29 octobre 2018

La sous évaluation d un usufruit temporaire est elle un revenu distribué (CE 24/10/2018)

abus de droit grandage.jpgLa société civile Sacajisme, soumise à l'impôt sur les sociétés, et la société civile immobilière (SCI) Sacaj, soumise au régime fiscal des sociétés de personnes prévu à l'article 8 du code général des impôts, ont acquis, par acte du 4 septembre 2008, respectivement l'usufruit, pour une durée de vingt-deux années, et la nue-propriété d'un immeuble sis 13 rue Tronchet à Paris pour un prix total de 730 000 euros.

A l'issue d'une vérification de comptabilité de la société Sacajisme, l'administration a estimé que le prix de 645 000 euros qu'elle avait acquitté pour acquérir l'usufruit excédait de 145 000 euros la valeur de celui-ci et que l'excédent de prix ainsi consenti constituait une libéralité accordée à la SCI Sacaj, nue-propriétaire.

En conséquence, Mme B... et M. C..., associés à parts égales de la SCI Sacaj et associés par ailleurs à parts inégales de la société Sacajisme, ont été imposés, au titre de l'année 2008, sur le fondement du c de l'article 111 du code général des impôts, à raison des revenus distribués correspondant à cette libéralité retenue par administration.

Par des jugements du 29 septembre 2015, le TA de Strasbourg a, sur demande respectivement de Mme B...et de M. C..., prononcé la décharge des impositions litigieuses. Par des arrêts du 11 mai 2017, la CAA  de Nancy a rejeté les recours du ministre des finances et des comptes publics contre ces jugements.
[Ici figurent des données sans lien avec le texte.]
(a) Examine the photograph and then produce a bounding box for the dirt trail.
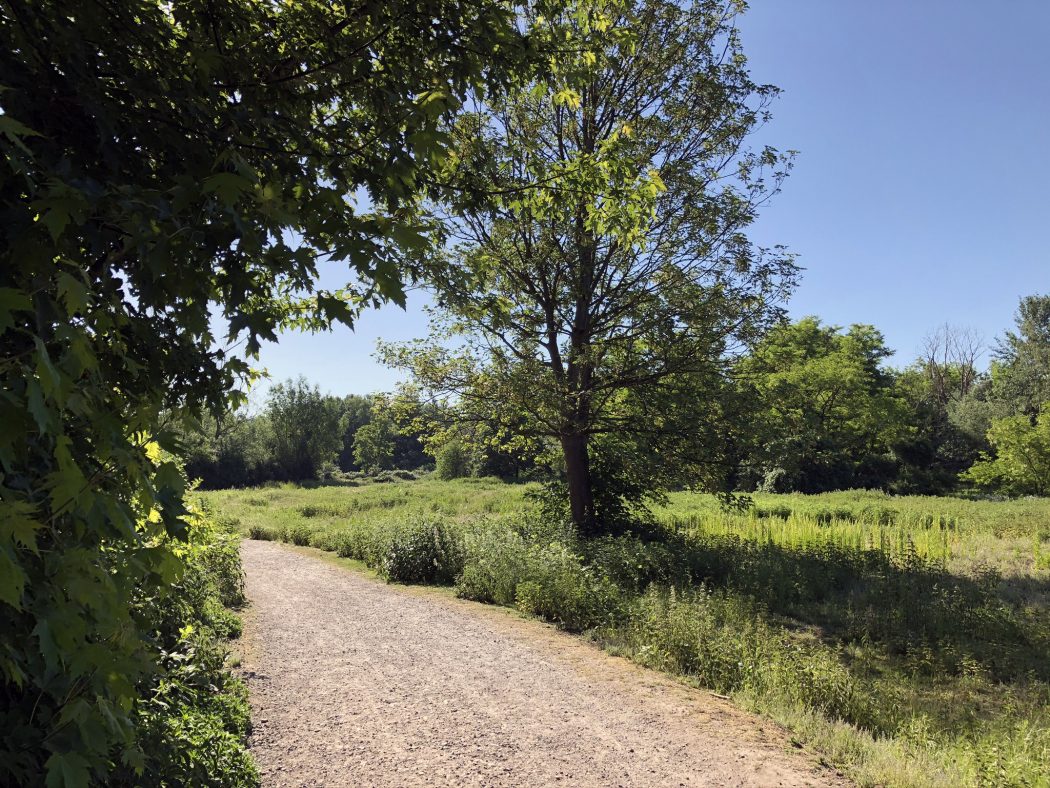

Le conseil d etat confirme l’administration

Conseil d'État, 8ème - 3ème chambres réunies, 24/10/2018, 412322,   

Le principe dégagé par le conseil d etat


En cas d'acquisition par des personnes distinctes de l'usufruit temporaire et de la nue-propriété du même bien immobilier, le caractère délibérément majoré du prix payé pour l'acquisition de l'usufruit temporaire par rapport à la valeur vénale de cet usufruit, sans que cet écart de prix ne comporte pour l'usufruitier de contrepartie, révèle, en ce qu'elle conduit à une minoration à due concurrence du prix acquitté par le nu-propriétaire pour acquérir la nue-propriété par rapport à la valeur vénale de celle-ci, l'existence, au profit du nu-propriétaire, d'une libéralité représentant un avantage occulte constitutif d'une distribution de bénéfices au sens des dispositions précitées du c de l'article 111 du code général des impôts.

 La preuve d'une telle distribution occulte doit être regardée comme apportée par l'administration lorsqu'est établie l'existence,

-d'une part, d'un écart significatif entre les prix convenus et les valeurs vénales respectives de l'usufruit et de la nue-propriété,

- d'autre part, s'agissant des parties au démembrement du droit de propriété, de l'intention de l'usufruitier d'octroyer, et pour le nu-propriétaire, de recevoir, une libéralité du fait des conditions de l'acquisition dudit bien. 

La position du CE dans le cas d’espèce 

 En l'absence de toute transaction ou de transaction équivalente, l'appréciation de la valeur vénale doit être faite en utilisant les méthodes d'évaluation qui permettent d'obtenir un chiffre aussi voisin que possible de celui qu'aurait entraîné le jeu normal de l'offre et de la demande à la date où l'acquisition est intervenue.

Dans le cas de l'acquisition d'un bien en démembrement de propriété, constitue une telle méthode d'évaluation celle qui définit des prix de la nue-propriété et de l'usufruit tels qu'ils offrent le même taux de rendement interne de l'investissement pour l'usufruitier et le nu-propriétaire.